My talk will be part of the Creating Critical Spaces panel of the UAAC Conference 2015, November 5 to 7. Sarah Ciurysek will also represent the University of Manitoba School of Art at the Art, Media, and Remediation panel, Friday afternoon at two o’clock.

UAAC: Nickel Ciurysek presentations

“Feminizing Fabric Formwork”

ABSTRACT

In the past few years I have been involved in a period of intensive research, exploring new technologies both at home and in China. In 2012, I had the opportunity to work at the Centre for Architectural Structures and Technology, CAST, at the University of Manitoba, learning the fabric-formwork technique that the researchers in the Faculty of Architecture invented and were continuing to develop. Informed by traditional wooden formwork, they stretch fabric membranes on wooden frames and create large concrete forms that look soft, but are not. Although the structures appear organic, they remain stark, unadorned, devoid of ornament. The tenets of Modernism remain alive and well at CAST. Once comfortable with the new technology, I appropriated their methods (with their encouragement and blessing) and applied them to porcelain, with the goal of feminizing and embellishing the fabric formwork process.
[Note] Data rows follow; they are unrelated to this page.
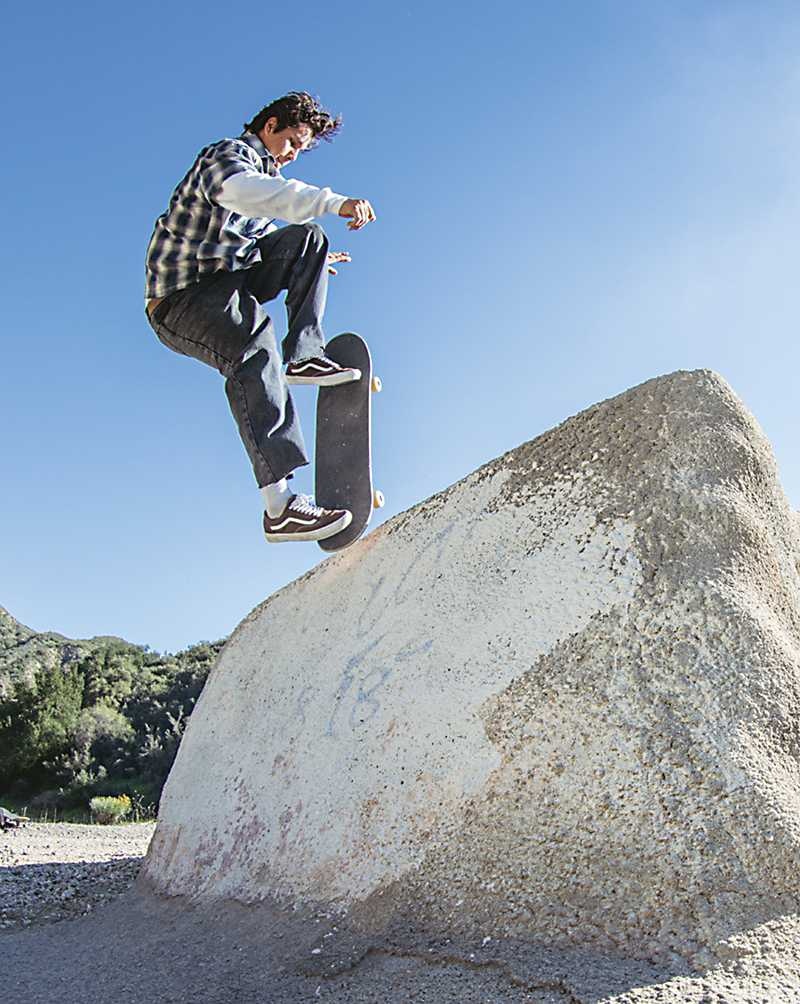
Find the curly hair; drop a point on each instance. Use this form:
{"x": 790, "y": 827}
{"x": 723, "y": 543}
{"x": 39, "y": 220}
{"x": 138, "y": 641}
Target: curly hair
{"x": 293, "y": 108}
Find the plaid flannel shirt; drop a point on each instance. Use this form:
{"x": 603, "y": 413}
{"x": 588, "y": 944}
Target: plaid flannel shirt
{"x": 197, "y": 236}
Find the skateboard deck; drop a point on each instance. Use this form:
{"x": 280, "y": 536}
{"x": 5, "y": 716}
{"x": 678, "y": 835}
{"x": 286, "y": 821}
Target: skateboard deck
{"x": 343, "y": 455}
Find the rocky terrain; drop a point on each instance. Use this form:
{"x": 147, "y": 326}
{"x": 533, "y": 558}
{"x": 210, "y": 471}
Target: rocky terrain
{"x": 55, "y": 871}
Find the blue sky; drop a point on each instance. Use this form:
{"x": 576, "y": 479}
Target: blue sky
{"x": 572, "y": 198}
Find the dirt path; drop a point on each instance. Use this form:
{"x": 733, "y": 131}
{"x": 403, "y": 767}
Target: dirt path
{"x": 54, "y": 871}
{"x": 116, "y": 943}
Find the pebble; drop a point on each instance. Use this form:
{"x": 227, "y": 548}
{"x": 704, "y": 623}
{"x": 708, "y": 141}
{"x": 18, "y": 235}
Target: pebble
{"x": 53, "y": 871}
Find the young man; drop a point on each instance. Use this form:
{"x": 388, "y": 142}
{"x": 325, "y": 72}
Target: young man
{"x": 217, "y": 254}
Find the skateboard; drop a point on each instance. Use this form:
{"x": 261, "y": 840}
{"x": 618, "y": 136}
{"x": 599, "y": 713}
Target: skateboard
{"x": 343, "y": 453}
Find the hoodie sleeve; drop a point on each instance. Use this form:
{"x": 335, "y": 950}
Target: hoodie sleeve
{"x": 255, "y": 195}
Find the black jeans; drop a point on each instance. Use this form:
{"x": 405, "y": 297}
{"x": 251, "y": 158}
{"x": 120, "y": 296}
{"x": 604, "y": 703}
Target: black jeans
{"x": 219, "y": 320}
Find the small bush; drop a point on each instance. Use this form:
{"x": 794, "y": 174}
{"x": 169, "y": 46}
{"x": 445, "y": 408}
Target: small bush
{"x": 109, "y": 808}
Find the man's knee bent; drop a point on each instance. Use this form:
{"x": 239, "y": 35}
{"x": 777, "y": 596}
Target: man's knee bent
{"x": 309, "y": 237}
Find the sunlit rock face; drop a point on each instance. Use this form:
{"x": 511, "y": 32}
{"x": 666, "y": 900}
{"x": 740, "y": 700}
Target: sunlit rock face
{"x": 558, "y": 702}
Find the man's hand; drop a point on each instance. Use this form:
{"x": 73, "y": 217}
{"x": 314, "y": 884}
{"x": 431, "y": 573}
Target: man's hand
{"x": 358, "y": 212}
{"x": 334, "y": 257}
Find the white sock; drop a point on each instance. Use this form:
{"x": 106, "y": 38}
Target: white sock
{"x": 276, "y": 497}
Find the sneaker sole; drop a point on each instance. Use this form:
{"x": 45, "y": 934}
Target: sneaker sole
{"x": 319, "y": 534}
{"x": 332, "y": 381}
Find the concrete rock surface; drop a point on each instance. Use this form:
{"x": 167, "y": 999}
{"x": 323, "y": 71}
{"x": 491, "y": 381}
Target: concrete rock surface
{"x": 557, "y": 705}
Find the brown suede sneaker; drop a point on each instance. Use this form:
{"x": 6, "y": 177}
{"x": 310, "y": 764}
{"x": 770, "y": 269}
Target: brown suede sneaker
{"x": 302, "y": 520}
{"x": 320, "y": 371}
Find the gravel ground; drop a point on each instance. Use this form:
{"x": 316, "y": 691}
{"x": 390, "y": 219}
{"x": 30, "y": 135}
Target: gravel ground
{"x": 55, "y": 871}
{"x": 118, "y": 943}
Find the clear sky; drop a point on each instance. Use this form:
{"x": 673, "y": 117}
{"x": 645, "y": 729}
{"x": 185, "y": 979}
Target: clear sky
{"x": 572, "y": 198}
I selected highly decorative textiles and made fabric models for my moulds that sported raised floral prints, fine textures, embossed stitching, and intricate, lacy patterns. I stretched these textiles, mostly Chinese commercial drapery fabrics, onto wooden frames, and then made plaster moulds from the fabric models. Finally, porcelain was cast in the plaster moulds, resulting in finished large-scale sculptures, to be exhibited in a gallery or other public space. My white porcelain forms have an architectural scale and may initially appear austere, but upon closer inspection, their detail becomes evident. My installations provide a substitute for what was once considered a social imperative offered by public architecture – a peaceful, contemplative space for public and private reflection, restful and quiet, yet strong and awe-inspiring. It’s the detail that invites the viewer into an intimate dialogue with my work, to find comfort in the textile patterns and organic motifs of my craft, my art, my architecture.